Selain itu, Firdaus AN memaparkan bahwa dalam rapat-rapat perkumpulan dan bahkan di dalam penyusunan anggaran dasar organisasi, Boedi Oetomo menggunakan bahasa Belanda, bukan bahasa Indonesia.
Karena itu, lanjut Firdaus, Boedi Oetomo tidak memiliki andil sedikit pun untuk perjuangan kemerdekaan, karena mereka para pegawai negeri yang digaji Belanda untuk mempertahankan penjajahan yang dilakukan tuannya atas Indonesia, dan Boedi Oetomo tidak pula turut serta mengantarkan bangsa ini ke pintu gerbang kemerdekaan, karena telah bubar pada tahun 1935.
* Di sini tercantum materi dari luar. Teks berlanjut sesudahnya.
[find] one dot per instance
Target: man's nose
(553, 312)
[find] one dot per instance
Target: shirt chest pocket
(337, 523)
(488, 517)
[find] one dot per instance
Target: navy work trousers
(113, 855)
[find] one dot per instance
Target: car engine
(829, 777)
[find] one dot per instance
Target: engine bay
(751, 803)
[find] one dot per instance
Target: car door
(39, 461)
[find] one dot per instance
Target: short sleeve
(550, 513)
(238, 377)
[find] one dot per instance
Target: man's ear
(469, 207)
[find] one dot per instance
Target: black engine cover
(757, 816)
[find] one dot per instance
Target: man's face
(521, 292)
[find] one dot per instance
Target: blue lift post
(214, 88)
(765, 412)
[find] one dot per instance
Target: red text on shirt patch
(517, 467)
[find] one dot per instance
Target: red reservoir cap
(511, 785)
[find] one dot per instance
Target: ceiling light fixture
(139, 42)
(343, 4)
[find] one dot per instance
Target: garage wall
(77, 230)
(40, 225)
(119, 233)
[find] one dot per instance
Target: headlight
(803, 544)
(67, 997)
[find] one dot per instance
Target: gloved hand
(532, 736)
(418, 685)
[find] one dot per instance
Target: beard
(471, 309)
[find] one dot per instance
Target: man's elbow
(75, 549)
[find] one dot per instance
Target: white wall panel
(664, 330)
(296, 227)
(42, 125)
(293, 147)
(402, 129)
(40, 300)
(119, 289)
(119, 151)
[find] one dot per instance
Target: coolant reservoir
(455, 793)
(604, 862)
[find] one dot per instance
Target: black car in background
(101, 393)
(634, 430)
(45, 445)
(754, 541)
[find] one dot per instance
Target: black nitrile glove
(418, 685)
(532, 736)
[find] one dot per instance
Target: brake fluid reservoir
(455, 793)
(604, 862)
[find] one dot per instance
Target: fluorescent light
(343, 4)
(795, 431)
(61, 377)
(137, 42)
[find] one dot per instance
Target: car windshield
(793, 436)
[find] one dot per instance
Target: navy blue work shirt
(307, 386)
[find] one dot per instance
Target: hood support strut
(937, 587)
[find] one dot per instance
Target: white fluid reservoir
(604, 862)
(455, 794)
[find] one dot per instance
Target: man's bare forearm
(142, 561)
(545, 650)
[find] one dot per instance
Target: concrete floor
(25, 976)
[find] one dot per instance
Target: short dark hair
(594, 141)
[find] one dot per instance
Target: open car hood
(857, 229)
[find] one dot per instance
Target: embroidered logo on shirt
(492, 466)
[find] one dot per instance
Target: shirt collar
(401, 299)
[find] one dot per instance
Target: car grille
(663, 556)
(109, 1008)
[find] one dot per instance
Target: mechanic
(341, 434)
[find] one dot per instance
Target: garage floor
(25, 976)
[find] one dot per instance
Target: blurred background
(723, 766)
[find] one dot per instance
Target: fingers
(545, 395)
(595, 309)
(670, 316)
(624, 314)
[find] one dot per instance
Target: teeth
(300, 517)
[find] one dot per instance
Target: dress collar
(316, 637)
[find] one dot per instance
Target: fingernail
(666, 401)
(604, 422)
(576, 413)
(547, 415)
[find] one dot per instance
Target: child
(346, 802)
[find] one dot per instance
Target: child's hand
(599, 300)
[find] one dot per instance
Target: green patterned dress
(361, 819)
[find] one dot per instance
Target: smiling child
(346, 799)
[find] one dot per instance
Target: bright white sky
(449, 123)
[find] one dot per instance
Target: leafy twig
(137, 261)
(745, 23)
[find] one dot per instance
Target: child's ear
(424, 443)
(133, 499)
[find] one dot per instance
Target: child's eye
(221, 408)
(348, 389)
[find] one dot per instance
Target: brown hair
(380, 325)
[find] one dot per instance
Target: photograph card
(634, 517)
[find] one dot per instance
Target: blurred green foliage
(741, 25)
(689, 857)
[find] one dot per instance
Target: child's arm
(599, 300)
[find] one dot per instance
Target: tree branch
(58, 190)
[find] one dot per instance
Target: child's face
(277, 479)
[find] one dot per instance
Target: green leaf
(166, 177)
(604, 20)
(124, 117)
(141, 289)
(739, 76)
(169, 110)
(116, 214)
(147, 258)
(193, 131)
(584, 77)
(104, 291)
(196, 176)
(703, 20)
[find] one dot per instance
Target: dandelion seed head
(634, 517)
Mengenai hubungan Boedi Oetomo dengan Islam, KH Firdaus AN mengungapkan adanya indikasi kebencian terhadap Islam di kalangan tokoh-tokoh Boedi Oetomo. Noto Soeroto, salah seorang tokoh Boedi Oetomo, di dalam satu pidatonya tentang Gedachten van Kartini alsrichtsnoer voor de Indische Vereninging berkata, “Agama Islam merupakan batu karang yang sangat berbahaya…sebab itu soal agama harus disingkirkan, agar perahu kita tidak karam dalam gelombang kesulitan.”
Sebuah artikel di Suara Umum, sebuah media massa milik Boedi Oetomo di bawah asuhan Dr. Soetomo terbitan Surabaya, dikutip oleh A. Hassan di dalam Majalah Al-Lisan terdapat tulisan yang antara lain berbunyi, “Digul lebih utama daripada Makkah”, “Buanglah ka’bah dan jadikanlah Demak itu Kamu Punya Kiblat!” (Al-Lisan nomor 24, 1938).
Bukan itu saja, di belakang kelompok Boedi Oetomo pun terdapat fakta yang mencengangkan. Ketua pertama Boedi Oetomo yakni Raden Adipati Tirtokusumo, Bupati Karanganyar, ternyata adalah seorang anggota Freemasonry. Dia aktif di Loge Mataram sejak tahun 1895. Sekretaris Boedi Oetomo (1916), Boedihardjo, juga seorang Mason yang mendirikan cabangnya sendiri yang dinamakan Mason Boedihardjo. Hal ini dikemukakan dalam buku Tarekat Mason Bebas dan Masyarakat di Hindia Belanda dan Indonesia 1764-1962 (Dr. Th. Stevens).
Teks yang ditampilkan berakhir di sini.